SANTA FE—The New Mexico Supreme Court recently upheld an Albuquerque man’s convictions and life prison sentence for fatally shooting a man in Valencia County in 2014.

In a unanimous decision, the state’s highest court concluded there was sufficient evidence to support Tony Gallegos’ convictions of first-degree felony murder as an accessory, attempted robbery and conspiracy to commit armed robbery.

The justices rejected Gallegos’ argument on appeal that his attorney had a conflict of interest that prevented him from providing an effective defense.

A jury convicted Gallegos of killing Patrick Chavez, 26, of Los Lunas. Gallegos was among three men who planned to steal marijuana and money from Chavez’s house. Gallegos entered the house, struggled with the victim and shot him multiple times.

According to a News-Bulletin article in March 2017 when Gallegos and the other man convicted of shooting Chavez, Phillip Chavira, Valencia County sheriff’s deputies responded to a call of shots being fired at 21 Wild Wolf in San Clemente on the afternoon of April 24, 2014. When they arrived, they found Chavez dead with multiple gunshot wounds.

A relative of the victim who was home at the time of the shooting told investigators two men had gone into the house and asked for Chavez by name. The relative told investigators the men had began arguing with Chavez and that’s when shots were fired. He did not recognize the suspects.

“Initially, the information we had coming in was sporadic during the year and a half after the shooting,” said then VCSO Detective James Harris, who is now the Belen police chief. “Ultimately, the information we received in the last 30 days was what led to the arrests in this case.”

The detective said the anonymous information Detective Curtis Espinoza received about the case was enough to follow up on and it related directly to the scene of the crime.

“The information we obtained matched what we did find at the scene, so therefore we were able to link these two individuals to the death of Mr.

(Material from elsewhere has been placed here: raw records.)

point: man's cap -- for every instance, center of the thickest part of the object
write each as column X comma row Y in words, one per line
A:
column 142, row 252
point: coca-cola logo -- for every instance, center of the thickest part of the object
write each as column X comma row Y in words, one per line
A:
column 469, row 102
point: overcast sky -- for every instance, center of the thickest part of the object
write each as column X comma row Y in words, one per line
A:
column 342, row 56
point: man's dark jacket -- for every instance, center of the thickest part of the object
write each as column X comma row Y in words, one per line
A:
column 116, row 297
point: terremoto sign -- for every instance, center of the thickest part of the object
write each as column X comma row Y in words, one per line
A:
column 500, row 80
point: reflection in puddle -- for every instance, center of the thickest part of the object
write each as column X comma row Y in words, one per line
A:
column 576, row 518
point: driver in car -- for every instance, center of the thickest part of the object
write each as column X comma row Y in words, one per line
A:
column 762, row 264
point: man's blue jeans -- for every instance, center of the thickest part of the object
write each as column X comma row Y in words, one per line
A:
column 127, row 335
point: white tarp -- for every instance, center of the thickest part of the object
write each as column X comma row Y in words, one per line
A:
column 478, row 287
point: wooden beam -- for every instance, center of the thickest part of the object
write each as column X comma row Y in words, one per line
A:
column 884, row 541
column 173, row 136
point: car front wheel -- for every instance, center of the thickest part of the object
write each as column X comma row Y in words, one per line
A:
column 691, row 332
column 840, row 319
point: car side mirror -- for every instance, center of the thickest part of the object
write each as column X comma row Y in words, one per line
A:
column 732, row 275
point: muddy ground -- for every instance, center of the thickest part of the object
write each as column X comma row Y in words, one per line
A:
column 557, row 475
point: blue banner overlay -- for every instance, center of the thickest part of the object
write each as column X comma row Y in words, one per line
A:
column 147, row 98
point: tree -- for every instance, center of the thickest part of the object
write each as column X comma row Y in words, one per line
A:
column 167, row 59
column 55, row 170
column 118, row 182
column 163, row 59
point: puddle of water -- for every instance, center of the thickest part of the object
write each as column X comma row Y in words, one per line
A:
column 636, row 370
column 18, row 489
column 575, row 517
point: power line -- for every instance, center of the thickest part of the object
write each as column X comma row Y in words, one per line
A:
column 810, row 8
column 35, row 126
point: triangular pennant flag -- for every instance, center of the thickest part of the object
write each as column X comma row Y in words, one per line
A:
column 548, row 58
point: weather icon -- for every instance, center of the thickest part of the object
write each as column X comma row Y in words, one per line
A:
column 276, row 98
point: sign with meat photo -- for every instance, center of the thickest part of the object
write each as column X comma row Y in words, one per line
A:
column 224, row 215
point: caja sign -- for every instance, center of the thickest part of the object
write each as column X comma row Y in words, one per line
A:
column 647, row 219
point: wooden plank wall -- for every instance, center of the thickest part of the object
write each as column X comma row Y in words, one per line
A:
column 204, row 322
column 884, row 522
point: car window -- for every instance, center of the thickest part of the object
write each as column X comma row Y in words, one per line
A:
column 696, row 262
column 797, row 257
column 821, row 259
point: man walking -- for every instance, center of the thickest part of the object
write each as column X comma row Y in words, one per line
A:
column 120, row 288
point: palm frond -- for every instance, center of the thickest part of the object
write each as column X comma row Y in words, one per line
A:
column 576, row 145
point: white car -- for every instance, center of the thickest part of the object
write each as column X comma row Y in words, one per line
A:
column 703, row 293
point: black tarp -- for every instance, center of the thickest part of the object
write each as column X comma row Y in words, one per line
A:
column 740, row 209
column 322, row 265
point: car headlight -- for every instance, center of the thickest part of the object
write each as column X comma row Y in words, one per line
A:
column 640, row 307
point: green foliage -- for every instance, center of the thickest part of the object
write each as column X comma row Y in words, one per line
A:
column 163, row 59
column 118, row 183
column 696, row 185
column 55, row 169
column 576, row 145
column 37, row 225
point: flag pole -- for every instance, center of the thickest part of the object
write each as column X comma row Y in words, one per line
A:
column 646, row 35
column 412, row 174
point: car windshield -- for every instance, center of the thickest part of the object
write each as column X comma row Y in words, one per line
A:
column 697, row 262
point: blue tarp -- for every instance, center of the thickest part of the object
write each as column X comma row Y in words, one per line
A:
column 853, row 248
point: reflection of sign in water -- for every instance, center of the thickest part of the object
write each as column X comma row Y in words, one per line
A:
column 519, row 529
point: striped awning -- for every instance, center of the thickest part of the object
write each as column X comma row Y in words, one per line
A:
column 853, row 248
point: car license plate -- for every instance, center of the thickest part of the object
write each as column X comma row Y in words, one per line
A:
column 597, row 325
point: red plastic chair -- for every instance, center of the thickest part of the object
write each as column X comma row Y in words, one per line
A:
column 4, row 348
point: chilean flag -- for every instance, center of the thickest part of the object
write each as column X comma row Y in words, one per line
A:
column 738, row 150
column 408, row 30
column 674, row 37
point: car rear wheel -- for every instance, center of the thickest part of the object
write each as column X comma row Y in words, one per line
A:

Chavez,” Harris said.

Harris said they learned that Chavira and Gallegos went to Chavez’s house to rob him, knowing he would have a lot of money from selling marijuana.

“These individuals thought they could make a quick score of money,” Harris said. “When they went there, an altercation ensued between Chavez and Gallegos. Ultimately, Gallegos fired several rounds and killed Chavez.”

Arrest warrants were issued for both men, and Harris said Chavira was taken into custody on Aug. 15, 2017, during the Our Lady of Belen Fiestas when an alert deputy recognized him. Gallegos was arrested on Aug. 26, 2017, with the help of New Mexico State Police and agents with Homeland Security at his parents’ home in Albuquerque.

In his appeal, Gallegos contended that his private attorney, Amavalise Jaramillo, had a conflict of interest because he previously represented one of the prosecution’s main witnesses, Cody Cruz, who was one of the men who drove to the victim’s home with Gallegos. During his trial testimony, Cruz identified Gallegos as the shooter.

Before allowing Jaramillo to replace a public defender as Gallegos’ attorney, the trial court judge conducted a hearing on the conflict-of-interest issue and agreed that Jaramillo could serve as the defendant’s defense counsel.

Jaramillo had assured the judge there was no conflict, that the case had ended in which he represented Cruz and it was a property crime case unrelated to the murder.

The New Mexico Supreme Court determined the judge “did not abuse his discretion” in allowing Jaramillo to represent the defendant.

“While briefing certainly illuminates a potential conflict of interest, the record lacks critical facts to establish an actual conflict of interest was created by Jaramillo’s representation of Cruz and subsequent representation of defendant,” the court wrote in an opinion by Justice C. Shannon Bacon. “We stress, however, that defendant’s ineffective assistance of counsel claim is more appropriately suited for a habeas corpus petition, wherein defendant can develop a factual record regarding Jaramillo’s potential conflict of interest.”

A habeas corpus petition allows a prison or jail inmate to challenge matters that occurred at the trial level. A petition can be filed in a state district court after the defendant’s direct appeal is resolved and the post-conviction proceeding can lead to an evidentiary hearing.

In his appeal involving the murder, Gallegos argued that his defense was undermined by Jaramillo’s cross-examination of Cruz during the trial.

But the court concluded, “The record does not indicate a curtailed cross-examination. Jaramillo conducted a lengthy examination of Cruz that pursued multiple matters of impeachment, highlighted motivations to lie, and examined inconsistent statements. Furthermore, in closing argument, Jaramillo informed the jury on multiple occasions that Cruz was the one who shot victim.”

The court found there was “substantial evidence” to support the jury’s verdicts convicting Gallegos. During the trial, the court noted, “DNA evidence placed defendant at the scene of the shooting, and a friend of defendant testified that defendant admitted to shooting victim in the leg.”